Slama Laurence, Reddy Susheel, Phair John, Palella Frank J, Brown Todd T
Hôpital Hôtel-Dieu, APHP, Service de Thérapeutique en Immuno-Infectiologie, 1 Place du Parvis Notre-Dame, 75181 Paris cedex 04, France.
Feinberg School of Medicine, Northwestern University, Chicago, IL, USA.
J Antimicrob Chemother. 2017 May 1;72(5):1456-1461. doi: 10.1093/jac/dkx011.
Osteoporosis is common among HIV-infected persons and contributes to risk of fragility fracture. While ART initiation is associated with decreases in bone mineral density and increases in bone turnover, the impact of HIV on bone metabolism is unclear.
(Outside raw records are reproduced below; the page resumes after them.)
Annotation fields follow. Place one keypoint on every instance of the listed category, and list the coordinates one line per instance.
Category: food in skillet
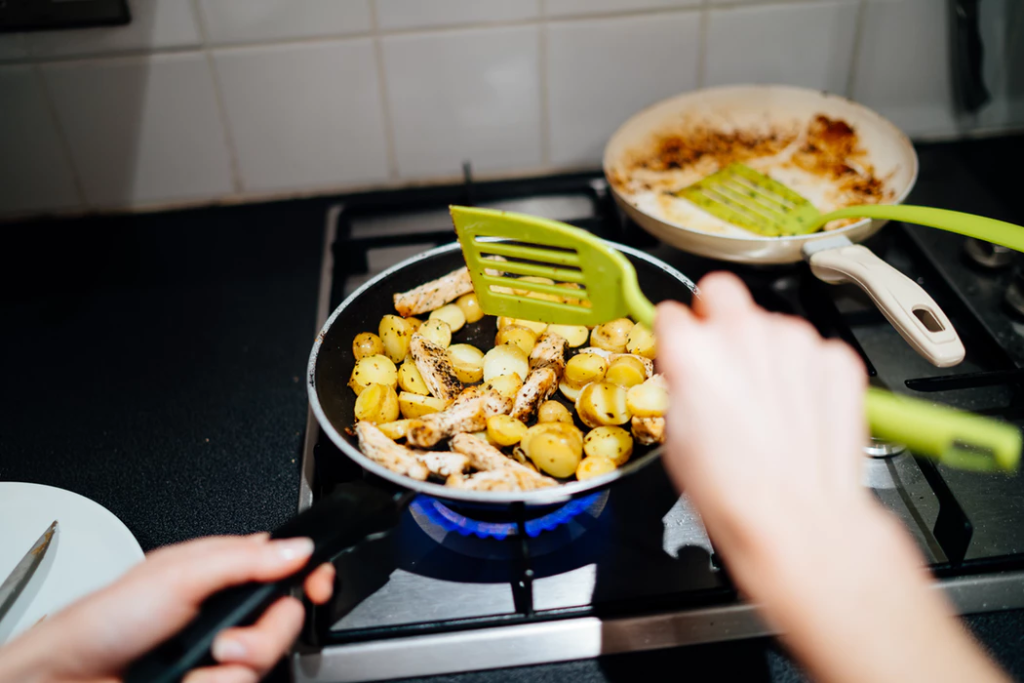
(539, 407)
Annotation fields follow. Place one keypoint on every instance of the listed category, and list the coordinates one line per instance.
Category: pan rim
(542, 497)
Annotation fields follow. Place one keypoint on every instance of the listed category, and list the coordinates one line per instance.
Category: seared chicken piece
(383, 451)
(435, 367)
(486, 458)
(443, 464)
(468, 413)
(538, 388)
(648, 430)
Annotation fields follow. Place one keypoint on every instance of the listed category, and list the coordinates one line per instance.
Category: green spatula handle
(989, 229)
(955, 438)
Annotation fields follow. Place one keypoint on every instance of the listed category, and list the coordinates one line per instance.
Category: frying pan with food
(359, 512)
(832, 151)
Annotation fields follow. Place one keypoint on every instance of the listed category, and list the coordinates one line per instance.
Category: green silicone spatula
(501, 247)
(740, 196)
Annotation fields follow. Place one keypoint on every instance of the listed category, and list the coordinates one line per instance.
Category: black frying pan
(360, 511)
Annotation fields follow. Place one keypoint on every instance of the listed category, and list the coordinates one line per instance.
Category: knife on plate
(19, 578)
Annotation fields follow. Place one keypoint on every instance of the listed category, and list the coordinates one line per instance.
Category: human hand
(94, 639)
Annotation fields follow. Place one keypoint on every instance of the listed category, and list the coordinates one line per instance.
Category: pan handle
(903, 302)
(355, 513)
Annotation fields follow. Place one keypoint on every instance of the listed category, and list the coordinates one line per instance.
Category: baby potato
(470, 306)
(552, 411)
(505, 430)
(613, 443)
(517, 335)
(602, 403)
(626, 371)
(415, 406)
(576, 335)
(377, 403)
(611, 336)
(367, 343)
(411, 380)
(436, 331)
(395, 334)
(583, 369)
(452, 314)
(640, 341)
(649, 399)
(554, 446)
(397, 429)
(373, 370)
(467, 361)
(592, 466)
(505, 359)
(506, 385)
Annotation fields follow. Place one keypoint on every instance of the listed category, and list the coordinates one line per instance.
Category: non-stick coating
(331, 363)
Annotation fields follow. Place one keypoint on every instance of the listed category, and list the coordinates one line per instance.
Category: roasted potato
(467, 361)
(452, 314)
(611, 336)
(613, 443)
(411, 380)
(602, 403)
(505, 430)
(552, 411)
(367, 343)
(415, 406)
(505, 359)
(395, 333)
(470, 306)
(373, 370)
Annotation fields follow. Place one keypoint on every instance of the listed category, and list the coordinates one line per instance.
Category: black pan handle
(354, 513)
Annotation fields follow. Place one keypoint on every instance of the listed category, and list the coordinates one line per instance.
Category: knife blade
(19, 578)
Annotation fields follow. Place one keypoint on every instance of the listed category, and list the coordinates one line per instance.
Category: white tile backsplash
(305, 115)
(252, 20)
(580, 7)
(805, 44)
(600, 72)
(155, 25)
(465, 95)
(142, 129)
(903, 73)
(34, 173)
(393, 14)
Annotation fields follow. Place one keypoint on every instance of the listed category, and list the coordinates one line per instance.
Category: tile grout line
(232, 154)
(62, 141)
(389, 138)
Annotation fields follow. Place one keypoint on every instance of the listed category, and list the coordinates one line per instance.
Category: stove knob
(988, 255)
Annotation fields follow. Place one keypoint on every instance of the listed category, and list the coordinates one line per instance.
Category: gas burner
(988, 255)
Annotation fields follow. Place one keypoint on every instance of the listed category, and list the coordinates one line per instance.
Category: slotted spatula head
(500, 247)
(742, 197)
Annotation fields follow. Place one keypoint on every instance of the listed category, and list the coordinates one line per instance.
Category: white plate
(90, 549)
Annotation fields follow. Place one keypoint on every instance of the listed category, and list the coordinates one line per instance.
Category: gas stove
(632, 568)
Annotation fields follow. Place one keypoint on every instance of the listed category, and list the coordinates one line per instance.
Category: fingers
(320, 584)
(260, 645)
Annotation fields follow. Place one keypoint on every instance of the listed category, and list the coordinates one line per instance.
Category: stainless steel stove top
(636, 570)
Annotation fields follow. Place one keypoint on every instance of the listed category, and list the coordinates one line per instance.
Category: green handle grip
(955, 438)
(989, 229)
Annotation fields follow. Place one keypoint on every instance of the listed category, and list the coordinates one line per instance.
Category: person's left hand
(97, 637)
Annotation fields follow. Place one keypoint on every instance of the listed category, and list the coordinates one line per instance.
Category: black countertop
(153, 363)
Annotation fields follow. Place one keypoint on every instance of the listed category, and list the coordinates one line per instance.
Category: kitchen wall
(208, 100)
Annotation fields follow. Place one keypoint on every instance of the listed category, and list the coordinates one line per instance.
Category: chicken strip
(486, 458)
(468, 413)
(435, 367)
(383, 451)
(434, 294)
(648, 430)
(538, 388)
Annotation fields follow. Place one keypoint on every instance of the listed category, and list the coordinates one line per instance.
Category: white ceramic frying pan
(833, 255)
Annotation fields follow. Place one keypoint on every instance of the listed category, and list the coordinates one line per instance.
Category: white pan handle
(909, 308)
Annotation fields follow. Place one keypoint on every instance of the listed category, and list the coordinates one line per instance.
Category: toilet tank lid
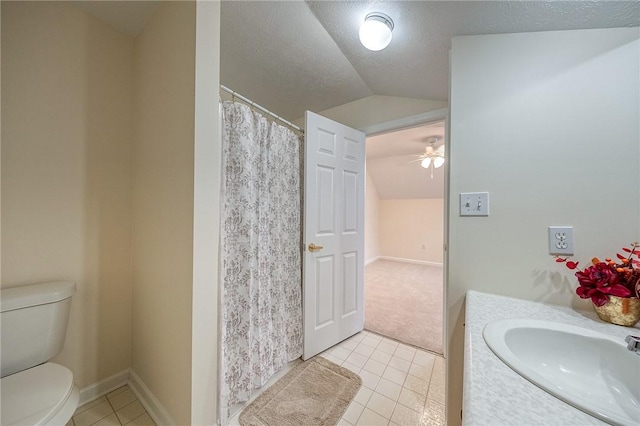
(35, 294)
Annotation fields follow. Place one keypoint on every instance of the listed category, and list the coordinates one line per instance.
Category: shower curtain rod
(255, 105)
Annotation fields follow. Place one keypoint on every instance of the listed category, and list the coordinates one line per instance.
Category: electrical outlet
(561, 240)
(474, 204)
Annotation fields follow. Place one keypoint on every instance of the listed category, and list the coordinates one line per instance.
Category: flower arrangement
(609, 278)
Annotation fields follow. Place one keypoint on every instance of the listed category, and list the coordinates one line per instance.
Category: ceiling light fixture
(432, 158)
(375, 31)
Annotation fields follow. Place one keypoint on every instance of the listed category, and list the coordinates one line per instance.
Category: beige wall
(377, 109)
(163, 205)
(548, 124)
(412, 229)
(66, 181)
(371, 222)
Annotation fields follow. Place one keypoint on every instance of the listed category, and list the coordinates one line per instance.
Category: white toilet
(34, 323)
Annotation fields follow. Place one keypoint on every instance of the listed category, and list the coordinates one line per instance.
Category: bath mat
(315, 392)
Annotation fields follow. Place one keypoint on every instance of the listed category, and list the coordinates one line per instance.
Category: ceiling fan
(432, 157)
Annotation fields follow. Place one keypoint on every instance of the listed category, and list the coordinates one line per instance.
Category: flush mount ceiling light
(432, 157)
(375, 31)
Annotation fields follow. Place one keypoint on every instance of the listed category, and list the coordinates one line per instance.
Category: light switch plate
(474, 204)
(561, 240)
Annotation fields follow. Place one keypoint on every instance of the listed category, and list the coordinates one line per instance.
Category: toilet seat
(41, 395)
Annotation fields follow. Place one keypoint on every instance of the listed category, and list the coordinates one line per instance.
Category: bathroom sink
(589, 370)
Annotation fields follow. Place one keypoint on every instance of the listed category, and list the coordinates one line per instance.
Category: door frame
(414, 121)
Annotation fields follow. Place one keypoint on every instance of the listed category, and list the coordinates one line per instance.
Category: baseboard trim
(414, 261)
(103, 387)
(149, 401)
(373, 259)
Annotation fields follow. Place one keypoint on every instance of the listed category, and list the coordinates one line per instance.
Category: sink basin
(593, 372)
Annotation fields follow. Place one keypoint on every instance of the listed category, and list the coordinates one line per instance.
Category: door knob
(313, 248)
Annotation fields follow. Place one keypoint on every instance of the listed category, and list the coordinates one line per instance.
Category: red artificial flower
(599, 281)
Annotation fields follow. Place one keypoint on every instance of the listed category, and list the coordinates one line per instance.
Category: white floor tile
(129, 412)
(353, 412)
(93, 414)
(400, 364)
(394, 375)
(421, 371)
(374, 367)
(371, 341)
(405, 353)
(340, 352)
(417, 385)
(349, 344)
(121, 399)
(363, 395)
(388, 346)
(405, 416)
(388, 389)
(351, 367)
(412, 400)
(357, 359)
(381, 356)
(369, 380)
(371, 418)
(381, 405)
(110, 420)
(364, 349)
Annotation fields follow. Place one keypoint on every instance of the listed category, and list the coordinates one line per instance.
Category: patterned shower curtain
(261, 298)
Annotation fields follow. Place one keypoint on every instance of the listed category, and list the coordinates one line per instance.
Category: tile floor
(401, 385)
(120, 407)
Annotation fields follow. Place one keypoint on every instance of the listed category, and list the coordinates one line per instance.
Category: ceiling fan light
(375, 31)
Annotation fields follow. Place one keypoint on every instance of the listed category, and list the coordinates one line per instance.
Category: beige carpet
(315, 392)
(403, 301)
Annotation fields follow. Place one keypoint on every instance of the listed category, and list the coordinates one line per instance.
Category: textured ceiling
(128, 17)
(293, 56)
(290, 56)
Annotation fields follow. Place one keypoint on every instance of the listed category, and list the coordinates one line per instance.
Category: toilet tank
(34, 323)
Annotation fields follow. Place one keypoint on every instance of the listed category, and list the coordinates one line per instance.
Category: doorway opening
(404, 236)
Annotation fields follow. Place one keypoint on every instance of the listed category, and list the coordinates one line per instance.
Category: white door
(333, 289)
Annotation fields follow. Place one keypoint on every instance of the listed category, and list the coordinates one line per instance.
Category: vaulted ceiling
(290, 56)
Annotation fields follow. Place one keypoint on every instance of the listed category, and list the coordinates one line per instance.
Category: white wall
(412, 229)
(371, 222)
(548, 124)
(163, 206)
(204, 367)
(67, 84)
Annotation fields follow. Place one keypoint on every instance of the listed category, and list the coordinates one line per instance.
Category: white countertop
(494, 394)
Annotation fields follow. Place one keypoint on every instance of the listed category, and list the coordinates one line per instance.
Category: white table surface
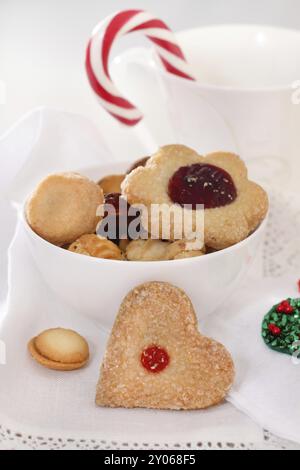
(42, 43)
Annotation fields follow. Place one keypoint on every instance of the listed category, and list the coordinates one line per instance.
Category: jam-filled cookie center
(202, 184)
(155, 359)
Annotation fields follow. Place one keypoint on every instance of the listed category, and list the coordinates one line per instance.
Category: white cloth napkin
(37, 401)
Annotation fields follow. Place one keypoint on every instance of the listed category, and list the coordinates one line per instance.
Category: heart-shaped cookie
(156, 358)
(281, 327)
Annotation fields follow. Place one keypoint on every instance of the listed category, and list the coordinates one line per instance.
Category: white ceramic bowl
(96, 287)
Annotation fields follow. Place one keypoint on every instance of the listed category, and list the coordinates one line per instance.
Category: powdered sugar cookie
(92, 245)
(156, 358)
(63, 207)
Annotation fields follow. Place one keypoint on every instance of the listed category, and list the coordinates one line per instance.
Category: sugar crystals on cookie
(156, 358)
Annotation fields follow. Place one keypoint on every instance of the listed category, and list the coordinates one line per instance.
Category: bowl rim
(231, 249)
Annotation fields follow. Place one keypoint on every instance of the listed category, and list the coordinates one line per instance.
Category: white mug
(245, 98)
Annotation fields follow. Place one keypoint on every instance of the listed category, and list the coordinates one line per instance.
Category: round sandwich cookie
(60, 349)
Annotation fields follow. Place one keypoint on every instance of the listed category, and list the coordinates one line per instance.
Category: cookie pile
(70, 211)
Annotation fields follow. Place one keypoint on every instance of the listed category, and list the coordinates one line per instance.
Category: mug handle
(135, 73)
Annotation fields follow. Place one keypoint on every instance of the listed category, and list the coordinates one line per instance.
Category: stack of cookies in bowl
(93, 219)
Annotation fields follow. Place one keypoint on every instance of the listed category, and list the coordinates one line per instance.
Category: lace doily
(281, 254)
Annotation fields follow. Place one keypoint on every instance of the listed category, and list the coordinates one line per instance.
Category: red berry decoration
(155, 359)
(274, 330)
(285, 307)
(202, 184)
(281, 326)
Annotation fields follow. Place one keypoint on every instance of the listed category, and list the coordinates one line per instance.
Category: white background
(42, 43)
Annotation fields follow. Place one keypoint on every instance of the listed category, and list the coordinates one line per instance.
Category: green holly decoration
(281, 327)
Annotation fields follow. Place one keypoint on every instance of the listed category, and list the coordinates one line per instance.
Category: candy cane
(98, 51)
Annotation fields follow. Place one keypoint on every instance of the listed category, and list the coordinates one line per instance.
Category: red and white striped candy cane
(98, 51)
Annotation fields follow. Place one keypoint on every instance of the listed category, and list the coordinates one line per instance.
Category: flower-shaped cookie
(177, 176)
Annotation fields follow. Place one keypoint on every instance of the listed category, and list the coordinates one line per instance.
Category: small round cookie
(140, 162)
(63, 207)
(185, 249)
(60, 349)
(111, 183)
(92, 245)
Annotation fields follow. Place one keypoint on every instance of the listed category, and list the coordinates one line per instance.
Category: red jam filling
(155, 359)
(202, 184)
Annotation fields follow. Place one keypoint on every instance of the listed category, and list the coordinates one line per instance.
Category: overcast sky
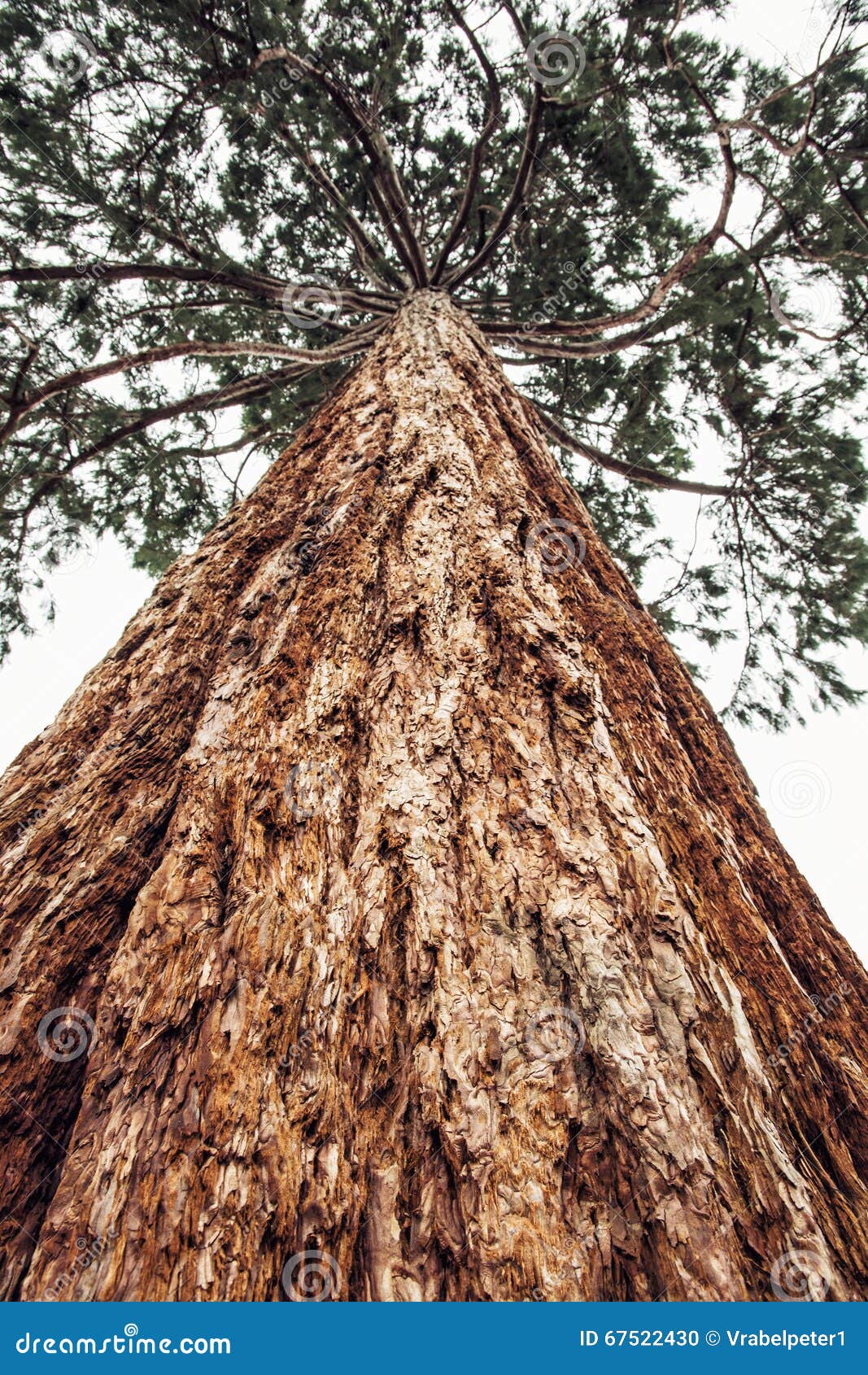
(810, 780)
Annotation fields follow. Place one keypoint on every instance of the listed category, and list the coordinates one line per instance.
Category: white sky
(810, 780)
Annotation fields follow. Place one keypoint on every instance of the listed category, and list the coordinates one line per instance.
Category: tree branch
(493, 119)
(648, 476)
(354, 343)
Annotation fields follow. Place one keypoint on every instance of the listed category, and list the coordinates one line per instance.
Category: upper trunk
(424, 914)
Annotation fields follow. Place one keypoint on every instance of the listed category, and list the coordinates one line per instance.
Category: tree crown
(212, 211)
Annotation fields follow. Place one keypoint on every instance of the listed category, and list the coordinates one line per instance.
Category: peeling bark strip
(400, 922)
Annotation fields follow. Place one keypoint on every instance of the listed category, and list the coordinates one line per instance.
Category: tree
(421, 936)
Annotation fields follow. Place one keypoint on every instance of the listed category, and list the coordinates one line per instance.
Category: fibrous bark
(422, 936)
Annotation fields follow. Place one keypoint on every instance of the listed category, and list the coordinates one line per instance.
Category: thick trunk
(424, 914)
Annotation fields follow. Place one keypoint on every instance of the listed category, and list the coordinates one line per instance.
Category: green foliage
(223, 155)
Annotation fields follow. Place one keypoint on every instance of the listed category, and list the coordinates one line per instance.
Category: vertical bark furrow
(467, 954)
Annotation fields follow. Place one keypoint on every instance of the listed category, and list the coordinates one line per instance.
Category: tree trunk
(421, 932)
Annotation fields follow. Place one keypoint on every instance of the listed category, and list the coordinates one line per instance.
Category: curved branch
(368, 252)
(505, 217)
(493, 119)
(648, 476)
(186, 348)
(388, 193)
(256, 283)
(234, 394)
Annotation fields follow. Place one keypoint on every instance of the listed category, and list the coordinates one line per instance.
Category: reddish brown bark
(424, 914)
We identified men at the Chicago site of the Multicenter AIDS Cohort Study who HIV seroconverted while under observation. Concentrations of 25-OH vitamin D, bone turnover markers [procollagen type 1 N terminal propeptide (P1NP), osteocalcin (OC), C-telopeptide (CTX)] and sclerostin were measured from stored serum obtained at pre-HIV infection, pre-ART and post-ART initiation timepoints. Mixed models, with each biomarker as an outcome, were fitted. Timepoint, age, CD4 count (cells/mm 3 ), HIV-viral suppression, season and an age by timepoint interaction term were considered as fixed effects.
Data from 52 participants revealed that median duration between HIV seroconversion and ART initiation was 8.7 years (IQR 3.7-11.6). Median CD4 and plasma HIV-RNA concentrations were 445 (IQR 298.5-689) and 20 184 copies/mL (IQR 6237-64 340), respectively, at the pre-ART timepoint. Multivariate analyses demonstrated pre-HIV infection levels of OC that were higher than pre-ART levels (6.8 versus 5.7 ng/mL, P = 0.04); and pre-ART levels of sclerostin that were higher than post-ART levels (0.033 versus 0.02 ng/mL, P <0.001). No changes in P1NP, CTX and 25-OH vitamin D levels were detected.
HIV seroconversion was associated with decreased OC levels while ART initiation was associated with decreases in sclerostin, a negative regulator of bone formation. Our results suggest that both HIV infection and ART have an impact on bone metabolism in white men.
骨质疏松在感染HIV的人群中很常见,会增加脆性骨折的风险。虽然开始抗逆转录病毒治疗(ART)与骨矿物质密度降低和骨转换增加有关,但HIV对骨代谢的影响尚不清楚。
我们在多中心艾滋病队列研究的芝加哥站点中,确定了在观察期间发生HIV血清转化的男性。从HIV感染前、ART前和开始ART后时间点采集的储存血清中,测量25-羟维生素D、骨转换标志物[I型前胶原N端前肽(P1NP)、骨钙素(OC)、C-末端肽(CTX)]和硬化蛋白的浓度。以每个生物标志物为结果,拟合混合模型。将时间点、年龄、CD4细胞计数(细胞/mm³)、HIV病毒抑制、季节以及年龄与时间点的交互项作为固定效应。
52名参与者的数据显示,HIV血清转化与开始ART之间的中位持续时间为8.7年(四分位间距3.7 - 11.6年)。在ART前时间点,CD4和血浆HIV-RNA浓度的中位数分别为445(四分位间距298.5 - 689)和20184拷贝/mL(四分位间距6237 - 64340)。多变量分析表明,HIV感染前OC水平高于ART前水平(6.8对5.7 ng/mL,P = 0.04);ART前硬化蛋白水平高于开始ART后水平(0.033对0.02 ng/mL,P <0.001)。未检测到P1NP、CTX和25-羟维生素D水平的变化。
HIV血清转化与OC水平降低有关,而开始ART与骨形成的负调节因子硬化蛋白水平降低有关。我们的结果表明,HIV感染和ART均对白人男性的骨代谢有影响。